BENTONVILLE -- Organization leaders from Northwest Arkansas gathered Saturday to learn and discuss some best practices for advocating, embracing and working with men and women after their arrest and upon re-entry to communities.

Arkansas prisons experience one of the nation's highest recidivism rates of almost 52 percent over a three-year period, according to the latest data from the Arkansas Department of Correction.

Nick Robbins is the executive director for Returning Home, the organization that hosted Saturday's event. Robbins brought in local and national speakers to share what they have seen work in reducing these rates.

"We've got a long way to go in Arkansas, and our goal is take what is working elsewhere and find out how we can place it here so these men and women can transition better and be part of the community," Robbins said. "Right now, there are so many barriers pushing them back."

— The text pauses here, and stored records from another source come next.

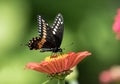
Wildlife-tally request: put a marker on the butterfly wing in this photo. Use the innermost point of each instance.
(58, 29)
(46, 33)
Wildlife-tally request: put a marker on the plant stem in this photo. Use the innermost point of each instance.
(61, 81)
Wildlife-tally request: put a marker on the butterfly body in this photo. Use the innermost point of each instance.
(50, 38)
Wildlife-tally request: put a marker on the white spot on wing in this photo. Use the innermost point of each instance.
(53, 32)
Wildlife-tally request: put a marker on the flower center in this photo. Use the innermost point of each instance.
(55, 57)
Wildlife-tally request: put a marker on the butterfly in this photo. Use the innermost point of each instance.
(50, 37)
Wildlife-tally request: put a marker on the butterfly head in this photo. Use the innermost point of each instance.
(33, 44)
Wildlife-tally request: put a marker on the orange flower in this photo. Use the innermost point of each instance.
(59, 63)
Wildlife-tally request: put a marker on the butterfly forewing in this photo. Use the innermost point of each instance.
(58, 29)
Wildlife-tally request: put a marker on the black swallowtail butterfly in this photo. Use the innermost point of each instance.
(50, 38)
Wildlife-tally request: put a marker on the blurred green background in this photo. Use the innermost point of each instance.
(88, 25)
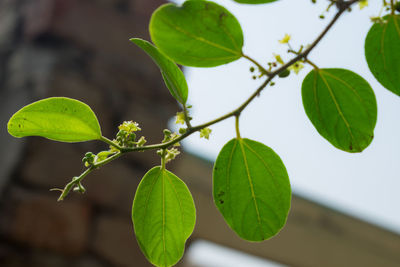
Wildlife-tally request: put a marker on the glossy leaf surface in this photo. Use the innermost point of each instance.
(251, 189)
(173, 76)
(198, 33)
(163, 215)
(56, 118)
(342, 107)
(382, 51)
(254, 1)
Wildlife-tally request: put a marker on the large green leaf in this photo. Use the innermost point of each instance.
(342, 107)
(173, 76)
(163, 215)
(255, 1)
(198, 33)
(251, 189)
(382, 51)
(56, 118)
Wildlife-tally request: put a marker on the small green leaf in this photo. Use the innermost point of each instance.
(255, 1)
(342, 107)
(251, 189)
(382, 51)
(173, 76)
(163, 216)
(56, 118)
(198, 33)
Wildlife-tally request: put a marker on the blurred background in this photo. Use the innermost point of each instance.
(344, 209)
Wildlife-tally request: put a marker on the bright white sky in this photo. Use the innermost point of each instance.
(364, 185)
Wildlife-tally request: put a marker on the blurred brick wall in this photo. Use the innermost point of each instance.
(78, 49)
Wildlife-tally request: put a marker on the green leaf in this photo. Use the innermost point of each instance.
(163, 215)
(198, 33)
(254, 1)
(251, 189)
(382, 51)
(342, 107)
(173, 76)
(56, 118)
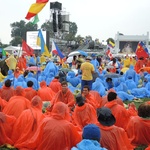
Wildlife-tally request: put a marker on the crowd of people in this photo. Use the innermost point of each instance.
(74, 106)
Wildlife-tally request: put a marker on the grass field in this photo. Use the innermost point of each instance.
(137, 104)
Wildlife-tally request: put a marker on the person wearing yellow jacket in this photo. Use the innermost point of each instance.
(1, 76)
(11, 62)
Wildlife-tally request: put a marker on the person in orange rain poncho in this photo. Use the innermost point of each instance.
(7, 91)
(84, 113)
(148, 148)
(45, 93)
(112, 137)
(55, 85)
(3, 103)
(64, 95)
(29, 91)
(138, 128)
(27, 123)
(105, 100)
(139, 64)
(55, 132)
(17, 72)
(97, 97)
(17, 103)
(89, 98)
(6, 124)
(22, 63)
(121, 114)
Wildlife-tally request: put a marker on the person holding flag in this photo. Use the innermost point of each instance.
(142, 54)
(40, 42)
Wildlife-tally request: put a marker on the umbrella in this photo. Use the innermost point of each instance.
(65, 70)
(112, 75)
(109, 67)
(69, 59)
(34, 68)
(78, 52)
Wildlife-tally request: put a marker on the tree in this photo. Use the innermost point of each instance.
(19, 30)
(73, 28)
(48, 26)
(72, 32)
(79, 39)
(110, 39)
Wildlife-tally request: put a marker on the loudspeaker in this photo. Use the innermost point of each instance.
(54, 22)
(60, 25)
(56, 5)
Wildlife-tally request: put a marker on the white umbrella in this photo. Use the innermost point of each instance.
(74, 53)
(69, 59)
(78, 52)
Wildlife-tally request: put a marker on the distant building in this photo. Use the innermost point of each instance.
(127, 44)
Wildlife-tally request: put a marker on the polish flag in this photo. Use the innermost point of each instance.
(109, 54)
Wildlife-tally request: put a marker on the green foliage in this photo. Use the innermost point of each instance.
(19, 30)
(110, 39)
(73, 28)
(48, 26)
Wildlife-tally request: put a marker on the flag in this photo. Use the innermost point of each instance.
(3, 52)
(40, 42)
(109, 54)
(35, 8)
(26, 48)
(141, 50)
(56, 50)
(111, 44)
(35, 19)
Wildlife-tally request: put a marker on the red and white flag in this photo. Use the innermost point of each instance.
(26, 48)
(109, 54)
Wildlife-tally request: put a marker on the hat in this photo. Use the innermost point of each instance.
(129, 77)
(88, 58)
(93, 55)
(91, 132)
(79, 99)
(105, 116)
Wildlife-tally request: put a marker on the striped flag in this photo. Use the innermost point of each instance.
(35, 8)
(109, 54)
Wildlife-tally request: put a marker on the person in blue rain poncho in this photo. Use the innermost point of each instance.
(30, 77)
(91, 137)
(99, 87)
(32, 61)
(95, 62)
(20, 82)
(42, 77)
(130, 83)
(140, 92)
(51, 67)
(71, 78)
(131, 73)
(49, 78)
(10, 75)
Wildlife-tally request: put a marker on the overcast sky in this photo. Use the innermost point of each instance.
(98, 18)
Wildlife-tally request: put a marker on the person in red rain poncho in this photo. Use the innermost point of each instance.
(55, 132)
(138, 128)
(17, 103)
(45, 93)
(29, 91)
(121, 114)
(7, 91)
(6, 125)
(84, 113)
(64, 95)
(113, 137)
(27, 123)
(55, 85)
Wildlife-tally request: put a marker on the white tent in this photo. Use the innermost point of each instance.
(14, 50)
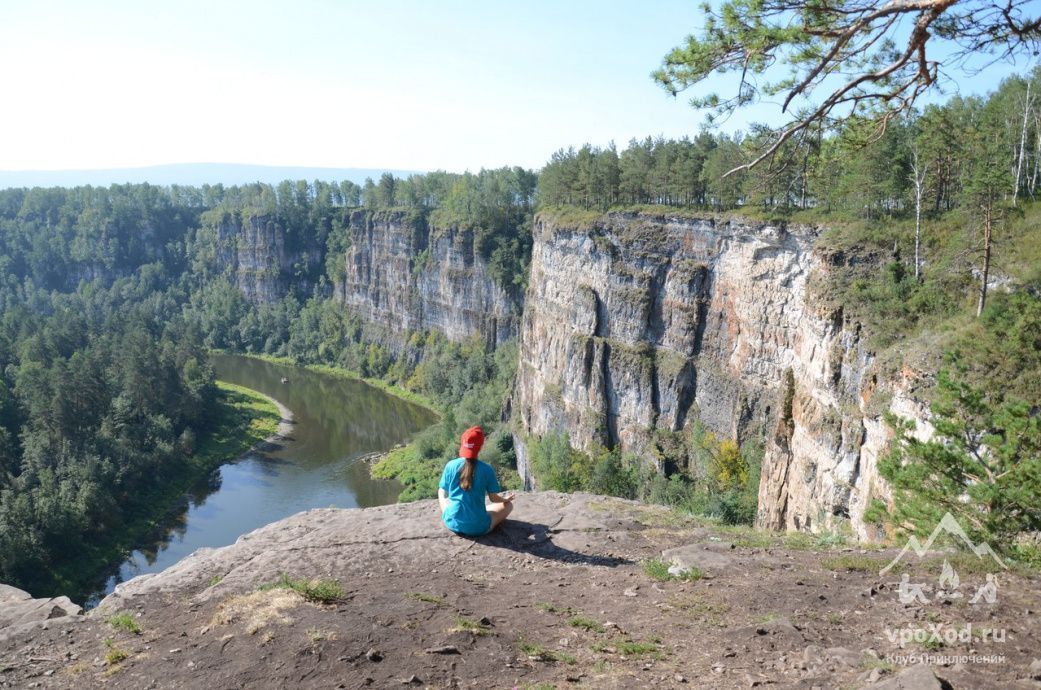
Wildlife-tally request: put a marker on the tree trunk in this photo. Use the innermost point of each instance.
(985, 274)
(1022, 146)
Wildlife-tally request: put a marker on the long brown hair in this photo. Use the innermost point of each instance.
(466, 478)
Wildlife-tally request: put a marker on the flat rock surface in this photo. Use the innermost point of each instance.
(562, 596)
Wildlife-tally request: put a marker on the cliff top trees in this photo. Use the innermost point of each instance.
(862, 57)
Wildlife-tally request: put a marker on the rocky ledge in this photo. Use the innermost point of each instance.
(576, 591)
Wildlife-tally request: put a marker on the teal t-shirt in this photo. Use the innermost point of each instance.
(466, 513)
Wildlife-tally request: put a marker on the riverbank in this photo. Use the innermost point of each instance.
(340, 373)
(242, 419)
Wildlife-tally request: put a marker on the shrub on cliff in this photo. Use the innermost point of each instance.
(983, 465)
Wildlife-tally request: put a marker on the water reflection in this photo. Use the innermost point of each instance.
(337, 422)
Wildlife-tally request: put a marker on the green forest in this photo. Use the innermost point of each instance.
(111, 299)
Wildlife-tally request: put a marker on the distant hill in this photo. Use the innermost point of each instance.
(188, 174)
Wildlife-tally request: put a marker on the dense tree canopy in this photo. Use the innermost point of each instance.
(835, 60)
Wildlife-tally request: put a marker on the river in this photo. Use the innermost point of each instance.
(336, 423)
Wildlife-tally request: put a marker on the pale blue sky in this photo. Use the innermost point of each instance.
(383, 83)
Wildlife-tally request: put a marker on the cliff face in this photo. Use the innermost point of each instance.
(636, 324)
(403, 276)
(254, 252)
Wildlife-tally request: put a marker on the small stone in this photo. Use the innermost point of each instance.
(447, 648)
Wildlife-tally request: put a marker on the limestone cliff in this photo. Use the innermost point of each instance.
(404, 276)
(638, 323)
(256, 254)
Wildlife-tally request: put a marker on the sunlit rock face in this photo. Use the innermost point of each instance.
(255, 254)
(636, 323)
(403, 277)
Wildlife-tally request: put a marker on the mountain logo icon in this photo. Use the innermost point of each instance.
(949, 526)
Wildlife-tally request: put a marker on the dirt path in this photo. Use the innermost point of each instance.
(564, 596)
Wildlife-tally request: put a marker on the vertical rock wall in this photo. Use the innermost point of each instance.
(639, 323)
(403, 276)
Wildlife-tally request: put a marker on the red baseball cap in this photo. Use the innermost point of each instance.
(473, 439)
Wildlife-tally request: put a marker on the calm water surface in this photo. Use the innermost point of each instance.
(336, 423)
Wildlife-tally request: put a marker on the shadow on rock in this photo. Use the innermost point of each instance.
(536, 539)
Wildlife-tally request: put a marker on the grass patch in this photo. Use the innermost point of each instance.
(658, 569)
(115, 655)
(321, 591)
(125, 621)
(258, 610)
(315, 635)
(539, 653)
(472, 627)
(585, 623)
(857, 563)
(711, 612)
(651, 647)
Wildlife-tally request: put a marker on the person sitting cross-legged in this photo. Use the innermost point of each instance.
(464, 484)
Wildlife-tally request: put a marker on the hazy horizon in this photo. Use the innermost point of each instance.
(189, 174)
(405, 85)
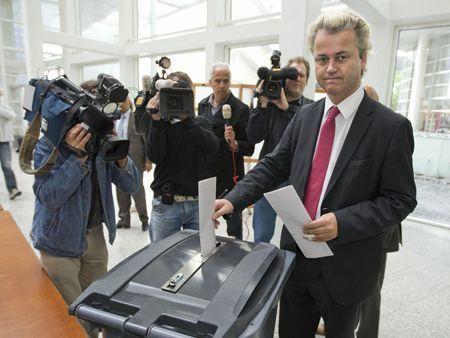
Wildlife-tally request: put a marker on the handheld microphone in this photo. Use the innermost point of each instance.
(163, 83)
(226, 113)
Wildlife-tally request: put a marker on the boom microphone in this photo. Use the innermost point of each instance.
(163, 83)
(264, 73)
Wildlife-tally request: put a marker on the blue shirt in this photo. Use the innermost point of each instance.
(63, 199)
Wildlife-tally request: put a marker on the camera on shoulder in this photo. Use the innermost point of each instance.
(274, 78)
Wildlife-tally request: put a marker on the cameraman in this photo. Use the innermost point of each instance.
(228, 163)
(178, 147)
(72, 202)
(267, 123)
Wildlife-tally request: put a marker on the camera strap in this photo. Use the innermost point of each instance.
(29, 142)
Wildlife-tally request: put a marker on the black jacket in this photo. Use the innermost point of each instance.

Robbins and others at the event talked about how many of these housing, education and job barriers are caused by lack of community acceptance and trap many in a cycle of incarceration. Affordable housing specifically can already be difficult to find in Northwest Arkansas; multiply that when someone is a felon, Robbins said.

The Returning Home Center strives to connect nonprofit groups together to best serve clients. While several organizations exist in Northwest Arkansas to help formerly incarcerated men and women, they are often siloed.

Narcotics Anonymous, Arkansas Community Correction, Dress for Success Northwest Arkansas, Goodwill and many other groups were present Saturday.

Speaker Marty Hausam is the Arkansas re-entry programs manager at Goodwill Industries of Arkansas. Goodwill works to help with re-entry employment through training and education and sometimes hires those who go through the program itself.

"As a community, we have to realize that we all have baggage and we all have messed up. If we keep a label on somebody for being a felon and not hiring them, we are missing some amazing workers," Hausam said. "Don't just try to talk employers into hiring felons, be the employer who hires felons."

Brenda Stringfellow said she went through a re-entry program. The common denominator in success cases is having some kind of continued support group, she said.

"We need that old idea of what an ex-con is taken away," Stringfellow said. "Our clients coming out of incarceration can be an asset to our community. Until we break the stigma we aren't going to break the cycle."

Speaker Jerry Blassingame told his personal story of being incarcerated in South Carolina for the second time at the age of 27 on felony drug charges. He was sentenced to 20 years, but was released in less than four and was determined to turn his life around, he said.

Blassingame returned to college despite financial hurdles because of his record but then ran up against another: the state would not allow him to get his architecture license. That's when he decided to start a nonprofit group, now Soteria Community Development Corporation in South Carolina.

He said he used his skills and the encouragement of others to both empowering individuals recently out of prison through internships and mentorships as well as providing transitional housing. These people help the community by flipping properties, recycling materials and more.

Blassingame and others shared many of their successes, and Robbins said he hopes this summit is the first of many.